The ‘work’ involves guessing, as closely as possible, a unique alphanumeric string of 64 characters.

There are trillions of possible combinations to these strings. Those with the most powerful computers can make the most guesses per second within a 10-minute window of opportunity and have the best chance of being the chosen validator.

In order to get a doctored copy of the ledger validated and added to the block, you’d need to control at least 51% (a consensus) of the computing power of a network, which would be astronomical. This is how the consensus method prevents fraud.

This work used to be carried out by hobbyists at home, but the processing power required increases over time, so the ‘mining’ process is now the reserve of companies and specialist operators – those who can resource the hardware and pay for the power to run it.

Proof of work systems such as Bitcoin have drawn criticism for the amount of energy expended by the computer hardware concerned. A recent estimate put the amount at 19 terawatt hours of electricity per year, almost the total used by the country of Norway in its entirety.

Proof of stake

This consensus mechanism asks participants to stake their own money for the chance to validate transactions and add a block to the blockchain, rather than carry out complicated calculations.

The more crypto someone stakes, the greater their chances of being chosen to validate a block of transactions to a blockchain and earn a set amount of crypto. The system also discourages bad actors with financial penalties.

Proof of stake tilts the table in favour of people with more money, but protects against people adding fraudulent records to the blockchain because they’d need to stake at least 51% of the money in the network to gain a consensus.

Without the need for powerful computer hardware, proof of stake is considered a more environmentally friendly consensus mechanism compared with proof of work.

Decentralised payments vs decentralised software

Bitcoin was developed to facilitate decentralised payments, that is, to allow people to send and receive payments without an intermediary such as a bank. Ethereum, on the other hand, was designed to do more than just send and receive ETH.

Using blockchain, which provides an immutable record of transactions, Ethereum was built to enable decentralised software such as smart contracts and distributed apps or ‘dApps’.

A smart contract is a digital agreement between two or more parties that will execute itself once certain conditions are met.

For example, account A will release asset X once it has received asset Y from account B. This could be applied to make property sales and the transfer of ownership faster and less liable to fraud.

A dApp is an application that isn’t controlled by a central authority. The social media platform Twitter is an example of a centralised app, with users relying on it as an intermediary to send and receive messages. In this example, users play by the rules it enforces and the algorithm it uses to control content.
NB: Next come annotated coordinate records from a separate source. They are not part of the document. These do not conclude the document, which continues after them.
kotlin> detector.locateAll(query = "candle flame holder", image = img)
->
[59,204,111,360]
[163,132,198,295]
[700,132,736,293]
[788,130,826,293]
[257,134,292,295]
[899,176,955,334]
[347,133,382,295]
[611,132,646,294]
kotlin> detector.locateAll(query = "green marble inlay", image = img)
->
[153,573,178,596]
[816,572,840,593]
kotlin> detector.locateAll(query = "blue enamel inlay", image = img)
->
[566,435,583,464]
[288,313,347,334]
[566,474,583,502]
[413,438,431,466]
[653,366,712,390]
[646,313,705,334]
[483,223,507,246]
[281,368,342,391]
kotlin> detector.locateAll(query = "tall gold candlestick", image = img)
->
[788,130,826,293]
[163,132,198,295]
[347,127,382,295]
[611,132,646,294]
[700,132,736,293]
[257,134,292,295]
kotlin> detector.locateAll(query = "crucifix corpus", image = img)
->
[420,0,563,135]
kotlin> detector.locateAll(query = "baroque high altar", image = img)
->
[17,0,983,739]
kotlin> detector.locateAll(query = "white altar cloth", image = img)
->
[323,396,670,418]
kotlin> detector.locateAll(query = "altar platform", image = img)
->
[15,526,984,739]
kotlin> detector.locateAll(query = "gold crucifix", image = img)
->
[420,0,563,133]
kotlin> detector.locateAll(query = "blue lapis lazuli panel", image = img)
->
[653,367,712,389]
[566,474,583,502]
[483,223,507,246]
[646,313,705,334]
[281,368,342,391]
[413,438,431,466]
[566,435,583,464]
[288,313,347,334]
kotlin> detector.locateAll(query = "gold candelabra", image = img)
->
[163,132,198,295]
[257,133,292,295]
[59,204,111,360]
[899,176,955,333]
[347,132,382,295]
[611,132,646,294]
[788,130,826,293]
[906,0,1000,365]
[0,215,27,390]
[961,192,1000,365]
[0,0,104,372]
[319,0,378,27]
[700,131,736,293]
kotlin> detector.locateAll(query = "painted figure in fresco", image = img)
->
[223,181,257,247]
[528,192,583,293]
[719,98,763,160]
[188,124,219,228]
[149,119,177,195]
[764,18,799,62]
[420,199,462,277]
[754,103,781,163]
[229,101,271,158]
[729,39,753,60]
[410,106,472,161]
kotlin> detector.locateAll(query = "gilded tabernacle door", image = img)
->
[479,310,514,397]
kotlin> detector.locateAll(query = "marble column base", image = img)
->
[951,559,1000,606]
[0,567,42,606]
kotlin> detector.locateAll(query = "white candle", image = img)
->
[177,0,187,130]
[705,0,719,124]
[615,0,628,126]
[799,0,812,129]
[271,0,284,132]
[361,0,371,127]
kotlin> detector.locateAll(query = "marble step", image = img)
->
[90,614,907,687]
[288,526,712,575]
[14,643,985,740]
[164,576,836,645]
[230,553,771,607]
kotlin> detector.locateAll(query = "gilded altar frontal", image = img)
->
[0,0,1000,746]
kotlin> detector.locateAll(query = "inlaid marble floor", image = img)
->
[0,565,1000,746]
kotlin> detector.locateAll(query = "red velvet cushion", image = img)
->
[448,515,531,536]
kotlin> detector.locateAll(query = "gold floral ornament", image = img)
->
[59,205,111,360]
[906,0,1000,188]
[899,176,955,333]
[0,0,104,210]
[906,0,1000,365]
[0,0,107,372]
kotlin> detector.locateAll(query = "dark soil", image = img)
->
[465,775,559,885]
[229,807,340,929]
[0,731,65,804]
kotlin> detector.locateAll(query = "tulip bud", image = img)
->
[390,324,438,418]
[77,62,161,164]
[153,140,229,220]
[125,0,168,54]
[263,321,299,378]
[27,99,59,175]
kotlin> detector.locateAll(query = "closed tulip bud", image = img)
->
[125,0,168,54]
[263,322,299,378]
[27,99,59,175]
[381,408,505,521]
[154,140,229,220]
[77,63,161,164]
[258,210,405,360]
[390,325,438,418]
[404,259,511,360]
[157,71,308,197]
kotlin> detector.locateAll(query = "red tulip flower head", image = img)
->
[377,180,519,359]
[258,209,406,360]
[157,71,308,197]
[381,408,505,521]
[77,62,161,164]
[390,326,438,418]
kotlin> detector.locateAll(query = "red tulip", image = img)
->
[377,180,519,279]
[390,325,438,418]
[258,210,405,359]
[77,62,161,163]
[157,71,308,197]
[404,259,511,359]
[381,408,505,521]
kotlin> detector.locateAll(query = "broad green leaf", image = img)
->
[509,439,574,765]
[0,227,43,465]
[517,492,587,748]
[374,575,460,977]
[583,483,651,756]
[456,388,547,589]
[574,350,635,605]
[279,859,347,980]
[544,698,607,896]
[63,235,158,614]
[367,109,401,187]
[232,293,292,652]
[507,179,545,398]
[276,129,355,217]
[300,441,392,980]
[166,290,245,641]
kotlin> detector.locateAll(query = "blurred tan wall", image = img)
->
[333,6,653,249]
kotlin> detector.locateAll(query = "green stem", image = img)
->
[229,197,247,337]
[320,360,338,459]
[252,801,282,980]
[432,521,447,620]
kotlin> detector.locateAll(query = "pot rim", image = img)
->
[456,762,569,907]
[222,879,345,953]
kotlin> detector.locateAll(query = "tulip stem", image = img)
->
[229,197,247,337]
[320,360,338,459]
In contrast, a dApp is distributed on a blockchain, with users able to send and receive data directly without the need for an intermediary. Peepeth is a Twitter-like dApp. It claims that as an app it doesn’t optimise for advertising revenues, an issue from which it says users of centralised apps suffer.

Price volatility

From the table above, you can see that Bitcoin is larger (in terms of its market capitalisation) while Ethereum is faster. But the pair aren’t strictly in competition with each other because they’re designed to do different things.

When it comes to BTC and ETH, however, these are directly comparable.

BTC has been and remains more valuable than ETH, soaring to around £58,000 in November last year. In the same month, ETH peaked at about £3,800.

Despite the stark difference in their values, the two cryptocurrencies have historically shown a strong positive correlation to each other, according to coinmetrics.io data.

Regardless of this - and is the case with all cryptocurrencies – BTC and ETH can both behave in a volatile way. Prices are unpredictable and are prone to crashes.